Re: to_jsonb performance on array aggregated correlated subqueries - Mailing list pgsql-performance

From Rick Otten
Subject Re: to_jsonb performance on array aggregated correlated subqueries
Date
Msg-id CAMAYy4KZEVsxCdz+iQEw4vOEABOD2psjnPAGQEYHg_6EMkQ8VA@mail.gmail.com
Whole thread Raw
In response to to_jsonb performance on array aggregated correlated subqueries  (Nico Heller <nico.heller@posteo.de>)
List pgsql-performance


On Fri, Aug 12, 2022 at 3:02 PM Rick Otten <rottenwindfish@gmail.com> wrote:


On Fri, Aug 12, 2022 at 2:50 PM Nico Heller <nico.heller@posteo.de> wrote:
Good day,

consider the following query:

WITH aggregation(
     SELECT
            a.*,
           (SELECT array_agg(b.*) FROM b WHERE b.a_id = a.id) as "bs",
           (SELECT array_agg(c.*) FROM c WHERE c.a_id = a.id) as "cs",
           (SELECT array_agg(d.*) FROM d WHERE d.a_id = a.id) as "ds",
           (SELECT array_agg(e.*) FROM d WHERE e.a_id = a.id) as "es"
     FROM a WHERE a.id IN (<some big list, ranging from 20-180 entries)
)
SELECT to_jsonb(aggregation.*) as "value" FROM aggregation;


- You do have an index on `b.a_id` and `c.a_id`, etc... ?  You didn't say...

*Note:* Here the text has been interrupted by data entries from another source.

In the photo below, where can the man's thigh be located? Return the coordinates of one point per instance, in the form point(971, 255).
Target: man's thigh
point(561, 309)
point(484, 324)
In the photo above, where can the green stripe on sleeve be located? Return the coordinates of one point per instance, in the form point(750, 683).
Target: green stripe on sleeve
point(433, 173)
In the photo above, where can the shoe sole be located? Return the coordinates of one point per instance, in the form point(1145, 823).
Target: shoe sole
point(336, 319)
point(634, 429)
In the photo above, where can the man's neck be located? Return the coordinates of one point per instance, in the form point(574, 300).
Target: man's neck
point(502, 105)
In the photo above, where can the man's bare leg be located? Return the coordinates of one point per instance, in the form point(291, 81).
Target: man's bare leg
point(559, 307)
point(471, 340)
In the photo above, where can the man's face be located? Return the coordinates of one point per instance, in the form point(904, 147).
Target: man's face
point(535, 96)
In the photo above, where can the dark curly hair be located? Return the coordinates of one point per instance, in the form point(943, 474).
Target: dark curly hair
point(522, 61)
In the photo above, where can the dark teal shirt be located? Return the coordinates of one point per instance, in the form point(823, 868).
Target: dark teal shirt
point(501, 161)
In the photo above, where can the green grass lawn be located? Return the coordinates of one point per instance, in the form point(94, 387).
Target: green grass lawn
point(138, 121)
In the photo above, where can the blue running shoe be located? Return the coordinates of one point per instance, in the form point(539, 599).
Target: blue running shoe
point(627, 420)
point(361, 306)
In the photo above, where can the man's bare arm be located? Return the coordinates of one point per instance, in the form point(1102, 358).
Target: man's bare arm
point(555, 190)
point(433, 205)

- Are you sure it is the `to_jsonb` that is making this query slow?

- Since you are serializing this for easy machine readable consumption outside of the database, does it make a difference if you use `to_json` instead?


To follow up here a little.  I ran some quick tests on my database and found that `to_json` is consistently, slightly, faster than `to_jsonb` when you are just serializing the result set for consumption.   I feed in some arrays of 1,000,000 elements for testing.  While both json serializers are slower than just sending back the result set, it wasn't significant on my machine with simple object types.  (3% slower).

Are any of your objects in "b.*", etc, complex data structures or deeper arrays, or gis shapes, or strange data types that might be hard to serialize?  I'm wondering if there is something hidden in those ".*" row sets that are particularly problematic and compute intensive to process.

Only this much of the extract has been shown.